Nada impide que palabras hermosas puedan ocultar realidades espantosas. Eso es lo que sucede, por ejemplo, con el progresismo, nueva religión creada por quienes pretenden hacer del progreso su patrimonio privado y condenar a los demás a la categoría de enemigos del bien. Su enunciado se resume en que todo cambio social es bueno por el mero hecho de ser un cambio. No admite razonamiento en contra. Se trata de una superstición como otra cualquiera: es una creencia, es contraria a la razón, entraña una fe desmedida en sus postulados, es inatacable bajo pena de excomunión y legitima a sus fieles para descalificar a los críticos directamente con el insulto, sin necesidad de argumentos.
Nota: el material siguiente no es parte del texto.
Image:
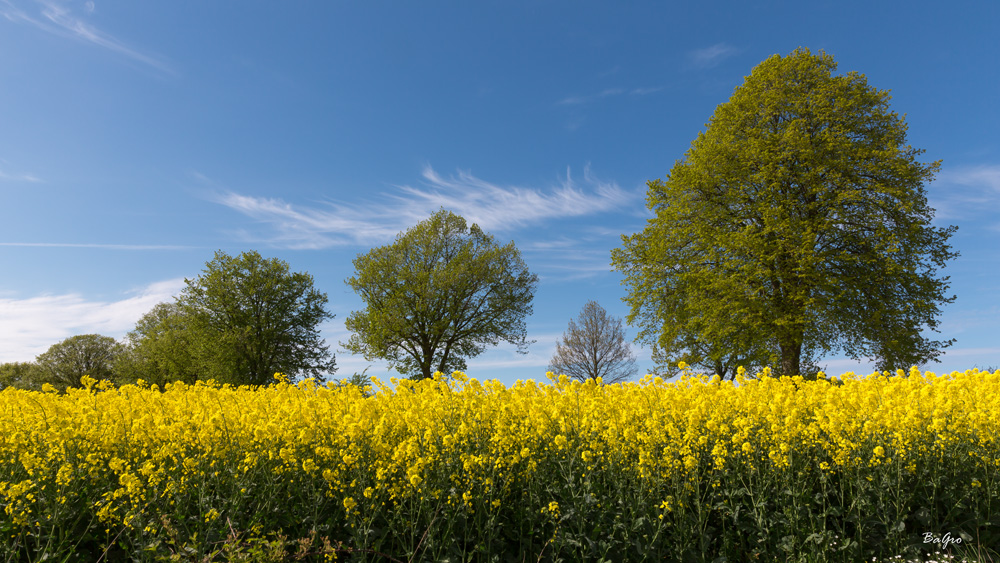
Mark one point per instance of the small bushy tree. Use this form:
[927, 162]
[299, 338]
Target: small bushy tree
[65, 363]
[595, 347]
[248, 317]
[439, 295]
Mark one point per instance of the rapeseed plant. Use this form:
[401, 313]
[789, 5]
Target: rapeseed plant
[693, 469]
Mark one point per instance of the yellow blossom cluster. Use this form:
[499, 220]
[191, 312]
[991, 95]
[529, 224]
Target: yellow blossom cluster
[127, 453]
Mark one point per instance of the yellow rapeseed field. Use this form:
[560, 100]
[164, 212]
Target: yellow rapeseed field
[774, 467]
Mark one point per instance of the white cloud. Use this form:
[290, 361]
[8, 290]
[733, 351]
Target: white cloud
[491, 206]
[965, 191]
[606, 93]
[56, 17]
[711, 56]
[29, 326]
[105, 246]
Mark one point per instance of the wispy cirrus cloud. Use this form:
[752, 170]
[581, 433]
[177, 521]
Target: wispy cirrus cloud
[606, 93]
[493, 207]
[961, 192]
[709, 57]
[29, 326]
[57, 18]
[96, 245]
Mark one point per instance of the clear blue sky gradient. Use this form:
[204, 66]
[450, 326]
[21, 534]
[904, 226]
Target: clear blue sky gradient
[137, 138]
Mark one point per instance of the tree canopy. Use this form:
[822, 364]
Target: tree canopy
[796, 224]
[66, 362]
[438, 295]
[594, 348]
[246, 318]
[165, 346]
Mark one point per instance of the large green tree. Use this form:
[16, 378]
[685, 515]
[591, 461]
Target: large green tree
[437, 296]
[248, 317]
[65, 363]
[797, 221]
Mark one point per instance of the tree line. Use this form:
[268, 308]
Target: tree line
[796, 224]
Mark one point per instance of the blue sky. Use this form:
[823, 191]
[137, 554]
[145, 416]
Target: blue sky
[137, 138]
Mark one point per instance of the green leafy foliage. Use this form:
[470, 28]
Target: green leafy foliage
[21, 375]
[796, 224]
[246, 318]
[594, 348]
[438, 295]
[64, 363]
[165, 346]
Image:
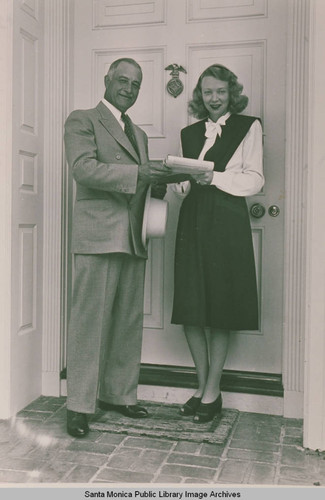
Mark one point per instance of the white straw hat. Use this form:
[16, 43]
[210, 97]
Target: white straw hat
[154, 218]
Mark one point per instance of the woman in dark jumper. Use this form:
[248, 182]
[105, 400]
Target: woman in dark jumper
[215, 281]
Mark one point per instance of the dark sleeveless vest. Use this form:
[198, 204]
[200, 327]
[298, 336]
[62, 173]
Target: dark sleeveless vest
[233, 132]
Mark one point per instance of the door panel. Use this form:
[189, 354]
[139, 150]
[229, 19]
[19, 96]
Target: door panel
[27, 206]
[250, 39]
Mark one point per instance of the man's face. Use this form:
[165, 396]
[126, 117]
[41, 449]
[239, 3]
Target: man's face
[122, 90]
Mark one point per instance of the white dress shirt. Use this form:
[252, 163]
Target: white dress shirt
[243, 175]
[116, 112]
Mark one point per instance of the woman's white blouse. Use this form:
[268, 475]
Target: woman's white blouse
[243, 175]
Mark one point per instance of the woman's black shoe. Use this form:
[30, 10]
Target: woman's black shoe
[206, 411]
[77, 424]
[190, 407]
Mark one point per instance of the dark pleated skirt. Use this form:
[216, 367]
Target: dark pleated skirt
[215, 278]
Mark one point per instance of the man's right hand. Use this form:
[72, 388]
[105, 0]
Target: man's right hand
[153, 172]
[156, 172]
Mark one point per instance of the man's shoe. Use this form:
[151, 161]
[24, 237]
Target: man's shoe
[131, 411]
[77, 424]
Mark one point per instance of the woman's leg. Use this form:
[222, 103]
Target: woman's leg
[197, 343]
[219, 341]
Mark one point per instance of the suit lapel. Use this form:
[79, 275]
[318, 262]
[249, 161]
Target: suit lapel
[108, 120]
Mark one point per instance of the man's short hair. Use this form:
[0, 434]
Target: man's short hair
[113, 67]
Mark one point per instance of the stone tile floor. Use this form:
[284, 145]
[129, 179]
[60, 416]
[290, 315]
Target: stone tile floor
[262, 450]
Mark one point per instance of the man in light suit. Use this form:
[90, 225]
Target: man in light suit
[108, 156]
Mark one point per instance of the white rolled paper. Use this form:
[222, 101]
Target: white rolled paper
[188, 165]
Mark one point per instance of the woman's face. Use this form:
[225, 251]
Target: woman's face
[215, 95]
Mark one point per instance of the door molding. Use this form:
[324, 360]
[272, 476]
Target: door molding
[6, 83]
[295, 203]
[314, 398]
[57, 90]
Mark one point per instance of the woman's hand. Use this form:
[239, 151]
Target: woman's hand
[203, 179]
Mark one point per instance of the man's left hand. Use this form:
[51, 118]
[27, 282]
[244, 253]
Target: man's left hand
[158, 190]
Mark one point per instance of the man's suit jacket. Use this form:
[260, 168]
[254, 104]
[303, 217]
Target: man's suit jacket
[109, 204]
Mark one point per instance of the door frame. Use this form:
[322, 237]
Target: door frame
[300, 274]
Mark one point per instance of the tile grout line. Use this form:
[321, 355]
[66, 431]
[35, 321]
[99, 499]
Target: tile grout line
[223, 457]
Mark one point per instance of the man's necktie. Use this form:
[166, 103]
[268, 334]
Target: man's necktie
[129, 132]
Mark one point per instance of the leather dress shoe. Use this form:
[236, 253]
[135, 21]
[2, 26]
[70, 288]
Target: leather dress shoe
[131, 411]
[77, 424]
[190, 407]
[207, 411]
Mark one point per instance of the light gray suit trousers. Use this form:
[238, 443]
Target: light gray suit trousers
[105, 331]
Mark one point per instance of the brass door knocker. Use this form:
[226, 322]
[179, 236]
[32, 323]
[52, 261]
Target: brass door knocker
[175, 86]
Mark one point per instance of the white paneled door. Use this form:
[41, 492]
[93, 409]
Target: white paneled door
[249, 38]
[27, 203]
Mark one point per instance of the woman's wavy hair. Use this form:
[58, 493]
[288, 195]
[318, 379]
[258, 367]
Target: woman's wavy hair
[237, 101]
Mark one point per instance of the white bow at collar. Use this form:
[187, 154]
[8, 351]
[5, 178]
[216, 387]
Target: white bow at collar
[213, 129]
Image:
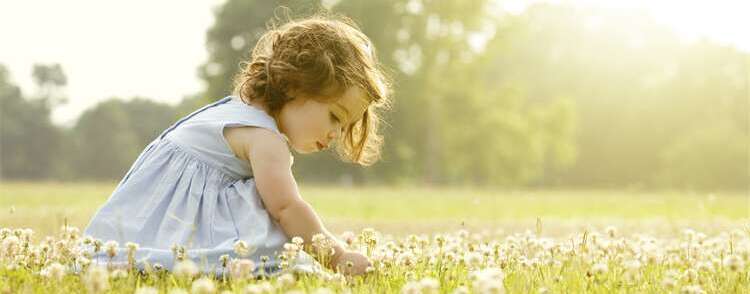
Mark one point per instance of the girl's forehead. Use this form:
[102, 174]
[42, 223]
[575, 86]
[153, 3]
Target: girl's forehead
[351, 106]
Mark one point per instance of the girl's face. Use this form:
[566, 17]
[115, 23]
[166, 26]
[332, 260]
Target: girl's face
[311, 126]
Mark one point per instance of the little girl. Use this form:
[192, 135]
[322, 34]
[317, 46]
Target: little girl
[221, 175]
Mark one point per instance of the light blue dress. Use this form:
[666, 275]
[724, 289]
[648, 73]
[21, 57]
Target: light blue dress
[188, 188]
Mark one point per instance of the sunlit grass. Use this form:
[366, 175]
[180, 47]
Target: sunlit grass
[547, 241]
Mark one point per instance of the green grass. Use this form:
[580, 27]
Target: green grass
[45, 206]
[515, 223]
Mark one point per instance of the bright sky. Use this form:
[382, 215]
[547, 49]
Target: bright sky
[153, 48]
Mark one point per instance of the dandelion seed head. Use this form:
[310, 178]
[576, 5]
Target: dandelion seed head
[203, 285]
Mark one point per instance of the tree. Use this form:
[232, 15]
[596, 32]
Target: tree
[28, 139]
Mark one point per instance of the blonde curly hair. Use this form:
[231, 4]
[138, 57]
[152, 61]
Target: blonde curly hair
[320, 56]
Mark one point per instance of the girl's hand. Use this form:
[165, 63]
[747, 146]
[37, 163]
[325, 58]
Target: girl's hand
[351, 263]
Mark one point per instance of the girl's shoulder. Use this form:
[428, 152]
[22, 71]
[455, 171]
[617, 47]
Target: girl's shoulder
[242, 141]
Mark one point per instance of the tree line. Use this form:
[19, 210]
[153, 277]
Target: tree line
[556, 96]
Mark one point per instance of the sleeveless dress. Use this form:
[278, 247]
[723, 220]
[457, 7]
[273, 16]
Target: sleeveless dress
[188, 188]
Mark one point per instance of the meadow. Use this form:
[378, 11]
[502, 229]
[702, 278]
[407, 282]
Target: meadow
[428, 240]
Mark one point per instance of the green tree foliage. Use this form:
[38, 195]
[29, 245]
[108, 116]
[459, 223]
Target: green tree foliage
[27, 136]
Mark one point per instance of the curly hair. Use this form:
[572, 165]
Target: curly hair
[320, 56]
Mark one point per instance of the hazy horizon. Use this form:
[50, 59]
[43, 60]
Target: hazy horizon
[106, 52]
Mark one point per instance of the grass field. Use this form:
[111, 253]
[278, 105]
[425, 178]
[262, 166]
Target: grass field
[494, 241]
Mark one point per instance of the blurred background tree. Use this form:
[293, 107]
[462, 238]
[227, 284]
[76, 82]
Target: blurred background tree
[555, 96]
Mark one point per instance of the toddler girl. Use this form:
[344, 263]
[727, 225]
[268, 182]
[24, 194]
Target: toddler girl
[219, 180]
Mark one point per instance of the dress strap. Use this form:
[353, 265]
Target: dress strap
[220, 101]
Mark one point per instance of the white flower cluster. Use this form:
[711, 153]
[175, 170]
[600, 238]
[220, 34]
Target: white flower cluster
[461, 262]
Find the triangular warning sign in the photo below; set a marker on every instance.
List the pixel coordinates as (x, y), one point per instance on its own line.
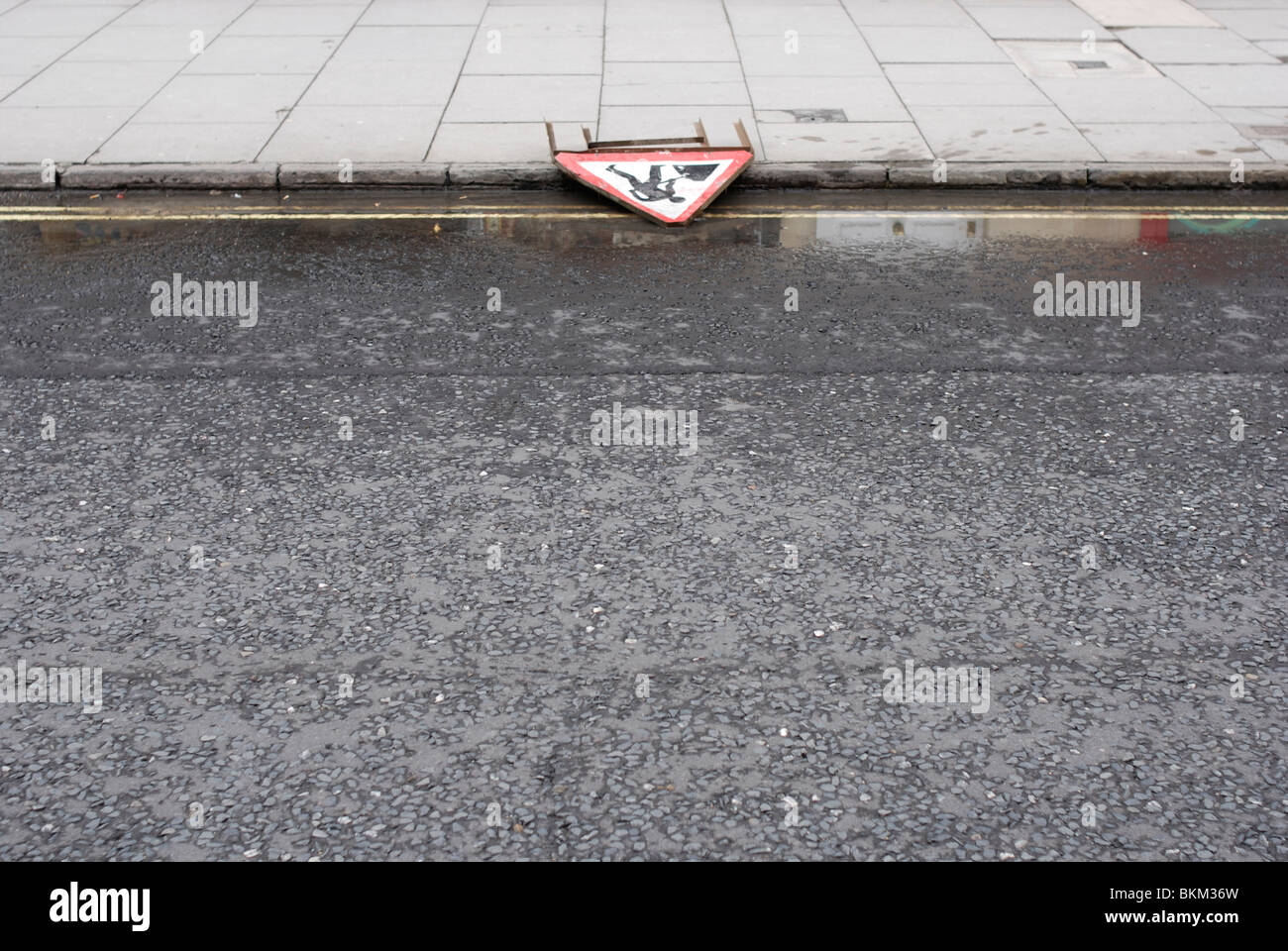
(669, 185)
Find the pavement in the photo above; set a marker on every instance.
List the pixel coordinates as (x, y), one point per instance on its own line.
(362, 585)
(849, 93)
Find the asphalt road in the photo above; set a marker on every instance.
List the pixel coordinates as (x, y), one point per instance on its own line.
(566, 650)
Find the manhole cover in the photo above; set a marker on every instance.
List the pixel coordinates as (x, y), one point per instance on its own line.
(818, 115)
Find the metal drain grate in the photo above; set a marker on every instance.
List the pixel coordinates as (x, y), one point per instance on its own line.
(818, 115)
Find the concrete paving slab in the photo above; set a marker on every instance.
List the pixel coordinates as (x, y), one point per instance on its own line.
(1026, 22)
(1170, 142)
(382, 82)
(510, 53)
(31, 134)
(296, 20)
(26, 55)
(502, 142)
(172, 44)
(1121, 13)
(1001, 133)
(1192, 46)
(655, 43)
(185, 142)
(777, 20)
(805, 77)
(934, 44)
(72, 85)
(421, 13)
(1125, 99)
(37, 20)
(207, 16)
(918, 13)
(265, 55)
(1267, 24)
(675, 94)
(861, 98)
(548, 20)
(524, 99)
(870, 142)
(1069, 59)
(1234, 85)
(357, 133)
(964, 84)
(811, 55)
(403, 43)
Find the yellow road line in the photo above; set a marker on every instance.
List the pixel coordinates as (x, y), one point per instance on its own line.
(257, 211)
(623, 215)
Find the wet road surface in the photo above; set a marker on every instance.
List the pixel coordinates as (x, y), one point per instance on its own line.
(362, 583)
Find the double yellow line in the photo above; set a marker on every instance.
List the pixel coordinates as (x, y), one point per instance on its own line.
(53, 213)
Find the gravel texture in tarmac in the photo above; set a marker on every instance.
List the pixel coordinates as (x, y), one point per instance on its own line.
(468, 632)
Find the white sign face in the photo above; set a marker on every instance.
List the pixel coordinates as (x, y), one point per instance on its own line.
(668, 189)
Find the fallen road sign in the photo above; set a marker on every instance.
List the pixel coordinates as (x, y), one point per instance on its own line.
(657, 178)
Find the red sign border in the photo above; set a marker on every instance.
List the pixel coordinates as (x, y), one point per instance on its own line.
(568, 163)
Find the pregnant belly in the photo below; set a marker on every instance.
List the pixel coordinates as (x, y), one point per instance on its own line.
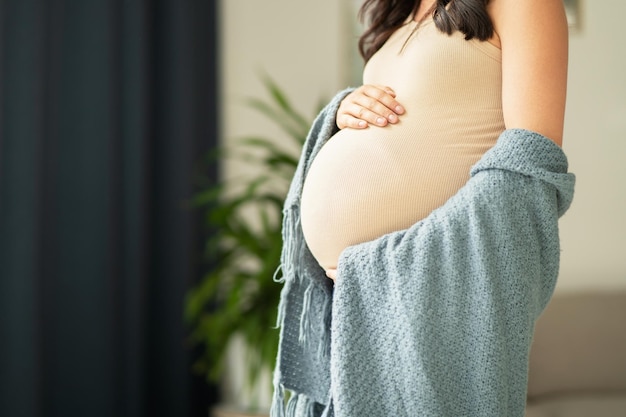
(360, 187)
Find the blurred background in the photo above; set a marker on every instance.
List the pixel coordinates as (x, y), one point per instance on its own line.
(107, 108)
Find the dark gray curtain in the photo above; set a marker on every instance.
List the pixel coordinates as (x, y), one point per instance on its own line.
(106, 107)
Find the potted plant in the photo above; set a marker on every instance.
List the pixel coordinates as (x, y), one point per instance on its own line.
(237, 297)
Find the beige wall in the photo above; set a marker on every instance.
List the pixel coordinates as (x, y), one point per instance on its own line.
(593, 232)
Uno de sus pilares es el aborto, magnífico avance hacia la era de las cavernas. Ya puestos, ¿por qué no recuperar la antropofagia? También sería un progreso. ¡El desperdicio de carne que nos ahorraríamos en estos tiempos de crisis! Y nada de aspavientos: ¿acaso comer carne humana es moralmente más reprobable, y sus efectos más graves, que matar a una criatura en el seno materno?
Los defensores del aborto esgrimen el derecho de la madre a decidir sobre su vida y su cuerpo. Sobre esto no cabe discusión: si alguien desea amputarse un miembro, o incluso poner fin a su vida, su acción sólo afectará a su propia integridad. Pero no incluya en ello al no nacido, pues no es una parte de su cuerpo, sino otro ser humano desde el instante de la concepción. Para comprenderlo no hace falta ser creyente: es un hecho biológico bien simple.
Y no funciona la insistencia en achacar la oposición al aborto a la iglesia y la ultraderecha. ¿En cuál de las dos metemos a Julián Marías, que consideró “la aceptación social del aborto” como “lo más grave que ha acontecido en este siglo”?
Lo llaman derecho y lo presentan con el odioso eufemismo de la interrupción voluntaria del embarazo. Pero no es otra cosa que un crimen alevoso y abominable.